Hopefully that helps you some?


----------



## ThreeCatzGirl (Jan 16, 2009)

*heated cat house...*

Im sure theres a thread about this some where on this website. but im going to ask anyways....

Its the middle of October and its starting to get cold. (sigh). So once again I am working on getting the igloo set for the winter time.

So my mom said that I should look into getting the heated cat house. So I did some searching around for one. 

I found the A-Frame one by K&H brand. That one holds more then one kitty. So im thinking of getting that house. It will be on my front porch where its sheltered. So its pretty safe there. 

So I am wondering what you guys thought about this heated cat house. We are getting a special plug for it too. It does not stay heated all the time. 





 
Last winter,smokey peed on the straw inside the igloo. so I don't want that to happen again. Ive got some old outdoor chair pillows inside the igloo and an old cat bed as well for them to snuggle in. I took a tail flap from a horse blanket and duct taped that to the opening of the igloo so theres a door to block the wind.

Thanks for reading this.


----------



## eldercat (Jul 3, 2015)

I've used straw for my feral's house but don't think it's very warm. It's on the sunny side of my house which is usually the leeward side, within the fenced yard, and I replace the straw when it gets too matted down. House is used, for the straw is shaped into a cat bed within a week of my setting it up - already, this fall.

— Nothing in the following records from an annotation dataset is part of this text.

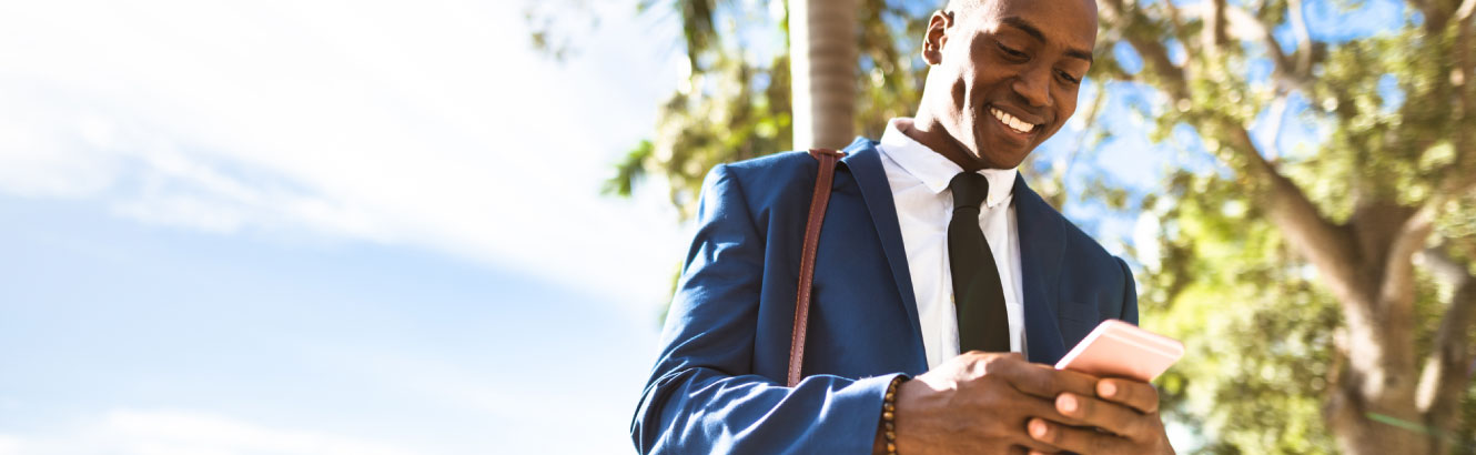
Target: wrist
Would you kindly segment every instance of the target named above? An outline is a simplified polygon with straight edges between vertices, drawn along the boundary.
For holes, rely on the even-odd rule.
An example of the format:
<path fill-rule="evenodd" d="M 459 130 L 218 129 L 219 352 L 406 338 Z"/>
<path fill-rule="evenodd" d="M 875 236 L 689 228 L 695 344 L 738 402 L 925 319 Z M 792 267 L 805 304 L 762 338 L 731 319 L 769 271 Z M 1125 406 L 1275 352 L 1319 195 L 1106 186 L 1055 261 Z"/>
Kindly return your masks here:
<path fill-rule="evenodd" d="M 897 375 L 887 384 L 887 391 L 881 399 L 881 417 L 877 424 L 877 437 L 872 440 L 871 454 L 897 455 L 897 390 L 906 377 Z"/>

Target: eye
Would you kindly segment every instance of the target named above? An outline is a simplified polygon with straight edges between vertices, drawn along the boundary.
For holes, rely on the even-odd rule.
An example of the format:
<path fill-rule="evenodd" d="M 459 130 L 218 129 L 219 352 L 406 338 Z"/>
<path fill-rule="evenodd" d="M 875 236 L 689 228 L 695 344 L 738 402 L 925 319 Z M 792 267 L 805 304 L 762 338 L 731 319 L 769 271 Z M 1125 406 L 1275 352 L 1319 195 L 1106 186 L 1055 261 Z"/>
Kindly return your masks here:
<path fill-rule="evenodd" d="M 1075 84 L 1080 84 L 1082 83 L 1082 80 L 1072 77 L 1070 72 L 1055 71 L 1055 74 L 1058 74 L 1061 77 L 1061 80 L 1066 80 L 1067 84 L 1073 84 L 1075 86 Z"/>
<path fill-rule="evenodd" d="M 996 46 L 999 46 L 999 50 L 1004 52 L 1005 56 L 1008 56 L 1008 58 L 1011 58 L 1014 61 L 1024 62 L 1024 61 L 1030 59 L 1030 55 L 1027 55 L 1024 52 L 1020 52 L 1020 50 L 1015 50 L 1015 49 L 1010 47 L 1010 46 L 1005 46 L 1004 43 L 996 43 Z"/>

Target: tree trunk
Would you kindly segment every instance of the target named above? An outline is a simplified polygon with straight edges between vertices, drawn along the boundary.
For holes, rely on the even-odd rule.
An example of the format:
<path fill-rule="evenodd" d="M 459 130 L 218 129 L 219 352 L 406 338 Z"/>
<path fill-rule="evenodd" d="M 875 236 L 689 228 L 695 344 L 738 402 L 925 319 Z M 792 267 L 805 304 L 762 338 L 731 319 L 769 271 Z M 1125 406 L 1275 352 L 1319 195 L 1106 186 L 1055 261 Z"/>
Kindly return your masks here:
<path fill-rule="evenodd" d="M 856 115 L 856 0 L 790 0 L 794 148 L 843 148 Z"/>

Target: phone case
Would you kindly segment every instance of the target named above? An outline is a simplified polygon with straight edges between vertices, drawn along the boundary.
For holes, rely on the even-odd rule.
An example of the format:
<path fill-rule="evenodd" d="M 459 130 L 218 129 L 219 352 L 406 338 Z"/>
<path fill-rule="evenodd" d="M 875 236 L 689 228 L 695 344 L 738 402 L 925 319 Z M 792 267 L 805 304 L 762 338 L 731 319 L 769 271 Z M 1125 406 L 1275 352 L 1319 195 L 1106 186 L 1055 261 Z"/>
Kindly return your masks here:
<path fill-rule="evenodd" d="M 1184 356 L 1184 343 L 1117 319 L 1103 321 L 1055 363 L 1057 369 L 1138 381 L 1169 369 Z"/>

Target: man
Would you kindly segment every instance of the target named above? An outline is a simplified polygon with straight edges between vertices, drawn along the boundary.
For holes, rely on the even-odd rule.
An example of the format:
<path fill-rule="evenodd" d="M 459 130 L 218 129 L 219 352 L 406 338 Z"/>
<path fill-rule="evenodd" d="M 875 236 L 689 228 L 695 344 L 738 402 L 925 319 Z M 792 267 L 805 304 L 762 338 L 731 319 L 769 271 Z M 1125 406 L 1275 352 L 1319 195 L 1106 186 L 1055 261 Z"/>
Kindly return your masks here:
<path fill-rule="evenodd" d="M 856 140 L 835 171 L 796 387 L 816 164 L 713 168 L 636 448 L 1172 454 L 1151 386 L 1042 365 L 1103 319 L 1138 318 L 1126 264 L 1014 170 L 1075 112 L 1095 40 L 1091 0 L 955 0 L 931 16 L 917 118 Z"/>

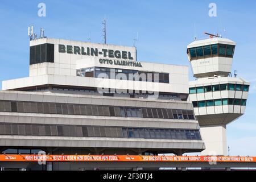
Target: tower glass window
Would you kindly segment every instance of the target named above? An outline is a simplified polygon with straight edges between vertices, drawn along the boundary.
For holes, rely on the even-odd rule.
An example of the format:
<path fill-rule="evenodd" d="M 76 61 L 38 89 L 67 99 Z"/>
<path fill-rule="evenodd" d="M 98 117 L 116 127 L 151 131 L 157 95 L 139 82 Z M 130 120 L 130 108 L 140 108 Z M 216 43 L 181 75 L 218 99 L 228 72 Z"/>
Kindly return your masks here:
<path fill-rule="evenodd" d="M 229 84 L 229 90 L 234 90 L 234 84 Z"/>
<path fill-rule="evenodd" d="M 212 91 L 212 86 L 211 85 L 208 85 L 204 86 L 204 92 L 210 92 Z"/>
<path fill-rule="evenodd" d="M 222 98 L 222 105 L 228 105 L 228 98 Z"/>
<path fill-rule="evenodd" d="M 218 54 L 220 55 L 226 55 L 226 46 L 225 44 L 219 44 Z"/>
<path fill-rule="evenodd" d="M 242 90 L 242 85 L 239 84 L 236 85 L 236 90 L 241 91 Z"/>
<path fill-rule="evenodd" d="M 205 101 L 198 101 L 198 106 L 199 107 L 205 107 Z"/>
<path fill-rule="evenodd" d="M 234 100 L 234 104 L 236 105 L 241 105 L 241 99 L 235 98 Z"/>
<path fill-rule="evenodd" d="M 242 100 L 241 105 L 245 106 L 246 105 L 246 99 L 242 99 Z"/>
<path fill-rule="evenodd" d="M 243 85 L 243 91 L 248 92 L 249 91 L 249 85 Z"/>
<path fill-rule="evenodd" d="M 212 54 L 213 55 L 217 55 L 217 53 L 218 53 L 217 47 L 218 47 L 217 44 L 212 44 L 212 45 L 211 45 Z"/>
<path fill-rule="evenodd" d="M 210 55 L 212 54 L 210 45 L 204 46 L 204 53 L 205 56 Z"/>
<path fill-rule="evenodd" d="M 213 100 L 208 100 L 206 101 L 206 105 L 207 106 L 213 106 Z"/>
<path fill-rule="evenodd" d="M 221 99 L 216 99 L 214 100 L 214 105 L 215 106 L 220 106 L 221 105 Z"/>
<path fill-rule="evenodd" d="M 233 52 L 234 49 L 234 46 L 227 45 L 226 46 L 226 55 L 233 56 Z"/>
<path fill-rule="evenodd" d="M 191 57 L 196 57 L 196 48 L 189 48 L 189 53 L 190 53 L 190 56 Z"/>
<path fill-rule="evenodd" d="M 189 88 L 189 93 L 196 93 L 196 90 L 195 87 Z"/>
<path fill-rule="evenodd" d="M 196 92 L 197 93 L 204 93 L 204 87 L 199 86 L 196 88 Z"/>
<path fill-rule="evenodd" d="M 228 84 L 221 84 L 220 89 L 221 89 L 221 90 L 228 90 Z"/>
<path fill-rule="evenodd" d="M 196 48 L 196 56 L 197 57 L 203 56 L 204 52 L 203 52 L 203 47 L 198 47 Z"/>
<path fill-rule="evenodd" d="M 220 85 L 212 85 L 212 91 L 219 91 L 220 90 Z"/>

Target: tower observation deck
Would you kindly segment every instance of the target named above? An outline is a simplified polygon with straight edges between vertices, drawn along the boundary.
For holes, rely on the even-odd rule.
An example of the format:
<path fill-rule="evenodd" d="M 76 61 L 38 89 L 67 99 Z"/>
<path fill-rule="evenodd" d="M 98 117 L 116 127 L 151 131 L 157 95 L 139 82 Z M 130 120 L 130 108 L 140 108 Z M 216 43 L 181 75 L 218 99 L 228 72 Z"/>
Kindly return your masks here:
<path fill-rule="evenodd" d="M 202 155 L 227 155 L 226 125 L 245 113 L 250 82 L 229 76 L 236 44 L 210 36 L 187 46 L 196 78 L 189 82 L 189 98 L 205 142 Z"/>

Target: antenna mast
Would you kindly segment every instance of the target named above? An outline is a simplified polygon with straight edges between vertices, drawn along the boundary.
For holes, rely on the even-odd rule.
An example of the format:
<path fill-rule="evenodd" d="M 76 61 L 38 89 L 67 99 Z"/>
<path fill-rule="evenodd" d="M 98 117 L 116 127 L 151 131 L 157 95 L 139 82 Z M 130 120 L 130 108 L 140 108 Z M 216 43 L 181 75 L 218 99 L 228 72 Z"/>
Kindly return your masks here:
<path fill-rule="evenodd" d="M 133 39 L 133 47 L 135 47 L 135 41 L 138 41 L 138 32 L 137 32 L 137 37 L 136 38 L 136 39 Z"/>
<path fill-rule="evenodd" d="M 102 21 L 102 24 L 103 24 L 103 38 L 104 39 L 104 44 L 106 44 L 106 15 L 105 15 L 104 16 L 104 20 Z"/>

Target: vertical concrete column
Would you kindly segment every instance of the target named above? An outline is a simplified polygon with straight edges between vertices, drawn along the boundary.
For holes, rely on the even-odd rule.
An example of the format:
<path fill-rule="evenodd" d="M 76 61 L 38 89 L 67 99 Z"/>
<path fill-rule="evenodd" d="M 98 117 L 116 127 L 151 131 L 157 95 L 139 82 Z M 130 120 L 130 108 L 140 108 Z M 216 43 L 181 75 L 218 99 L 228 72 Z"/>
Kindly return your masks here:
<path fill-rule="evenodd" d="M 48 162 L 46 163 L 46 170 L 52 171 L 52 162 Z"/>
<path fill-rule="evenodd" d="M 227 155 L 226 125 L 201 126 L 200 133 L 205 144 L 201 155 Z"/>

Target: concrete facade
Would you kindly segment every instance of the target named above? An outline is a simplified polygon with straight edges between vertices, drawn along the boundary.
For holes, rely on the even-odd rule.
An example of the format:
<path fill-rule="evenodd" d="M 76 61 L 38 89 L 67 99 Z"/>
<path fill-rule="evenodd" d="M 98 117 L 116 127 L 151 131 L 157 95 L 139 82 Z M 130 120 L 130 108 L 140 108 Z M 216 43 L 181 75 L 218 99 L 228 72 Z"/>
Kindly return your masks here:
<path fill-rule="evenodd" d="M 42 56 L 44 44 L 54 44 L 54 51 L 46 48 L 54 59 L 48 60 L 48 53 L 46 59 Z M 1 152 L 36 149 L 55 154 L 182 155 L 205 148 L 193 105 L 187 101 L 188 67 L 138 61 L 136 49 L 130 47 L 49 38 L 32 40 L 30 46 L 29 77 L 2 82 Z M 96 48 L 97 55 L 82 54 Z M 101 59 L 123 64 L 102 64 Z M 156 82 L 78 76 L 77 70 L 92 67 L 157 72 L 168 74 L 168 77 L 166 82 Z M 42 87 L 46 89 L 38 89 Z M 133 98 L 137 93 L 105 96 L 97 92 L 102 87 L 161 93 L 167 97 Z M 93 89 L 92 93 L 85 92 Z M 61 163 L 51 168 L 65 169 Z M 68 169 L 76 170 L 77 166 Z"/>
<path fill-rule="evenodd" d="M 187 46 L 196 78 L 189 82 L 189 100 L 206 147 L 201 155 L 227 155 L 226 125 L 245 113 L 250 82 L 229 76 L 236 44 L 217 36 Z"/>

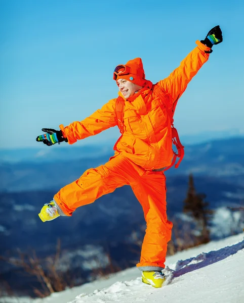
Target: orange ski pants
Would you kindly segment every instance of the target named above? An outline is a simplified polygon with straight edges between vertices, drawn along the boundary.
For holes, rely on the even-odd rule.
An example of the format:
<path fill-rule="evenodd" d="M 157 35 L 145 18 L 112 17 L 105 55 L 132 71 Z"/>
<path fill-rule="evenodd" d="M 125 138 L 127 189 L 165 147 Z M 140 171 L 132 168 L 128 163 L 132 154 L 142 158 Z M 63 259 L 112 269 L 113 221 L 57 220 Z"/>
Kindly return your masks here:
<path fill-rule="evenodd" d="M 104 165 L 85 171 L 79 179 L 61 188 L 54 200 L 65 215 L 71 216 L 78 207 L 125 185 L 131 186 L 147 224 L 137 266 L 141 270 L 160 270 L 165 268 L 173 226 L 166 214 L 166 177 L 162 172 L 146 171 L 119 154 Z"/>

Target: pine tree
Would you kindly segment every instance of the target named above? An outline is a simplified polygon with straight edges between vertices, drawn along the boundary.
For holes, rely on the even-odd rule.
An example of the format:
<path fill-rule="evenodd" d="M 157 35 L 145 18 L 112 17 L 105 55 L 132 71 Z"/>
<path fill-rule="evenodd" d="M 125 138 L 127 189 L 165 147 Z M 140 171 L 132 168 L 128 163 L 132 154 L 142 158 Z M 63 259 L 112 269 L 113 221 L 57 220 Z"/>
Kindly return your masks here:
<path fill-rule="evenodd" d="M 183 212 L 190 213 L 196 222 L 198 228 L 201 231 L 201 236 L 198 237 L 201 243 L 208 243 L 210 241 L 208 226 L 213 213 L 213 211 L 208 208 L 209 203 L 205 200 L 206 197 L 205 194 L 196 192 L 193 177 L 190 174 L 187 194 L 184 200 Z"/>

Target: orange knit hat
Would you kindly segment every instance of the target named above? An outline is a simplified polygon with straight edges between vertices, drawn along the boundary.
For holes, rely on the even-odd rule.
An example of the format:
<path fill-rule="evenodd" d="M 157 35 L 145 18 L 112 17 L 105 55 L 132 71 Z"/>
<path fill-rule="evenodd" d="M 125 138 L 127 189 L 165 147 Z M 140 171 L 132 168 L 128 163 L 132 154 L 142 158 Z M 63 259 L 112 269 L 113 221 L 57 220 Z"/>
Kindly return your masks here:
<path fill-rule="evenodd" d="M 146 80 L 141 58 L 135 58 L 125 65 L 116 66 L 113 72 L 113 79 L 117 81 L 119 79 L 125 79 L 140 86 L 144 86 Z"/>

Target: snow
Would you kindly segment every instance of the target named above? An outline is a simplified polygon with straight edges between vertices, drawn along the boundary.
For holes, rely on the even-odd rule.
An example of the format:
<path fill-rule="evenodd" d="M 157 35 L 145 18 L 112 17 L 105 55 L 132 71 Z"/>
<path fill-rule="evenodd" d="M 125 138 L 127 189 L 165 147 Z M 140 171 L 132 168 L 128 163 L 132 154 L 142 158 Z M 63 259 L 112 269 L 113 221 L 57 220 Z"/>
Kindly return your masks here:
<path fill-rule="evenodd" d="M 168 257 L 161 288 L 142 283 L 140 272 L 133 268 L 44 299 L 6 298 L 0 302 L 242 303 L 243 260 L 242 233 Z"/>

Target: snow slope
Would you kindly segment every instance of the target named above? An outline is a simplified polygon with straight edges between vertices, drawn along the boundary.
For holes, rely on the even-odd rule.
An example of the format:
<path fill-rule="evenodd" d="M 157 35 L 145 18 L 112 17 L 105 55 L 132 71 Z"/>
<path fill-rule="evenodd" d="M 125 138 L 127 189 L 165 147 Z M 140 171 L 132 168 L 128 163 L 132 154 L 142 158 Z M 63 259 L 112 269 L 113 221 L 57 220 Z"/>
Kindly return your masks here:
<path fill-rule="evenodd" d="M 167 260 L 165 286 L 156 289 L 141 281 L 131 268 L 108 279 L 18 303 L 242 303 L 244 302 L 243 234 L 179 252 Z M 7 299 L 7 298 L 6 298 Z"/>

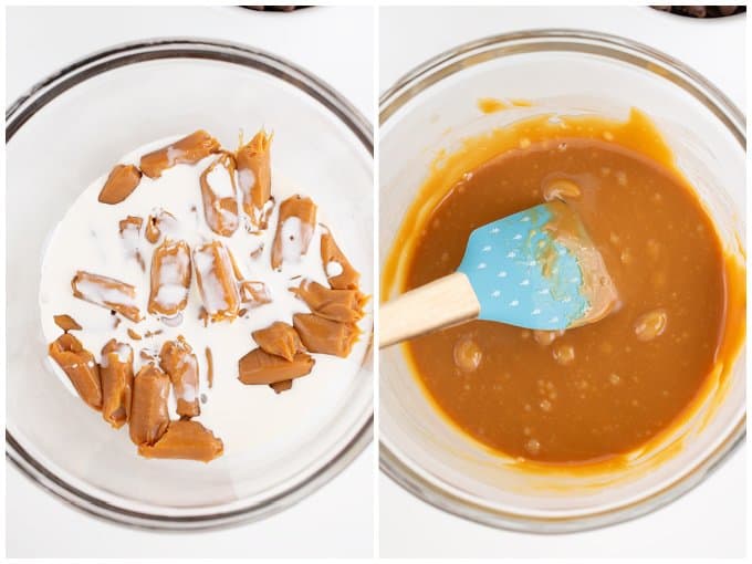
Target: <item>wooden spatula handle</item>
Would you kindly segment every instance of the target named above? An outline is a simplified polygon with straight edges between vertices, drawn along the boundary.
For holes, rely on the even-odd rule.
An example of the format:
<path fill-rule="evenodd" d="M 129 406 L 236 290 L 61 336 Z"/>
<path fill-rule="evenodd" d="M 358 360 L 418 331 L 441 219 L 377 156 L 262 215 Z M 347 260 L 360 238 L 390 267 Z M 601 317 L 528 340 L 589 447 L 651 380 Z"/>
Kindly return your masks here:
<path fill-rule="evenodd" d="M 468 276 L 455 272 L 416 288 L 378 310 L 378 347 L 473 320 L 480 303 Z"/>

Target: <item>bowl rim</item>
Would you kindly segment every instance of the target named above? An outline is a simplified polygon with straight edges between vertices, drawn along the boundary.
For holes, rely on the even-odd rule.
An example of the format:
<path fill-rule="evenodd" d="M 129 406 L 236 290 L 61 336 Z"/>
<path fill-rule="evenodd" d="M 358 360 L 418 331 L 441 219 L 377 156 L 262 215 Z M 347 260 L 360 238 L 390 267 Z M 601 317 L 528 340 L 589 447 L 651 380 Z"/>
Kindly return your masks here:
<path fill-rule="evenodd" d="M 6 144 L 36 112 L 67 90 L 112 70 L 157 60 L 198 59 L 229 63 L 263 72 L 311 96 L 345 125 L 357 142 L 374 154 L 373 125 L 332 85 L 286 59 L 239 43 L 196 38 L 155 38 L 106 48 L 48 75 L 21 94 L 6 109 Z M 373 355 L 369 342 L 365 358 Z M 62 480 L 35 460 L 6 427 L 6 457 L 32 482 L 88 515 L 133 528 L 166 531 L 222 529 L 265 519 L 300 502 L 328 483 L 361 455 L 373 440 L 373 391 L 359 428 L 316 472 L 270 499 L 230 511 L 202 515 L 168 516 L 130 511 L 104 502 Z"/>
<path fill-rule="evenodd" d="M 608 33 L 578 29 L 531 29 L 489 35 L 451 48 L 405 73 L 379 97 L 379 126 L 387 122 L 415 96 L 434 84 L 469 66 L 500 58 L 535 52 L 573 52 L 595 54 L 605 59 L 639 66 L 645 72 L 668 80 L 683 88 L 711 111 L 727 130 L 746 147 L 744 114 L 716 85 L 679 60 L 643 43 Z M 651 65 L 651 66 L 648 66 Z M 658 65 L 658 69 L 655 67 Z M 462 499 L 450 492 L 449 485 L 434 477 L 427 480 L 405 462 L 379 435 L 379 469 L 394 482 L 424 502 L 457 516 L 497 529 L 526 533 L 561 534 L 614 525 L 652 512 L 677 500 L 729 459 L 744 442 L 746 411 L 731 425 L 723 440 L 698 461 L 685 469 L 670 484 L 638 500 L 606 511 L 577 516 L 535 518 L 521 512 L 500 511 Z"/>

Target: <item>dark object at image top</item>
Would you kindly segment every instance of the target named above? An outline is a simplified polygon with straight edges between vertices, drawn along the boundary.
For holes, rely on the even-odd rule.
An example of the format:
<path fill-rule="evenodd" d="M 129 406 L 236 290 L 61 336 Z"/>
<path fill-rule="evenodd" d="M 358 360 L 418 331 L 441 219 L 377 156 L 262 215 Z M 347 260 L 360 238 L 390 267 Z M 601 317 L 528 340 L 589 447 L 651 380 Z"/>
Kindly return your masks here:
<path fill-rule="evenodd" d="M 746 6 L 651 6 L 650 8 L 688 18 L 723 18 L 746 11 Z"/>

OP, if you think the cat(s) are not using their house, check and see if the wind goes in. Your picture sure looks sheltered, but perhaps the wind goes around that little wall and funnels right in or something.

Cats like flowerpots. They're round, draft proof, and often just the right size.  One might almost consider a flower pot inside the cat house! 

Reading the cathouse thread (from that link) makes me want to get reflective insulated styrofoam. Don't know how well it will work in the shelter I have which is the house that came with this feral when he was TNR to my house. I'm sorry that thread got closed, I would love to know how she cut that stuff and - what? glued it in place?


----------



## ThreeCatzGirl (Jan 16, 2009)

I got the A-Frame cat house. It came with the heated sleeping pad which has the long wired cord that plugs into the outlet on the front porch. 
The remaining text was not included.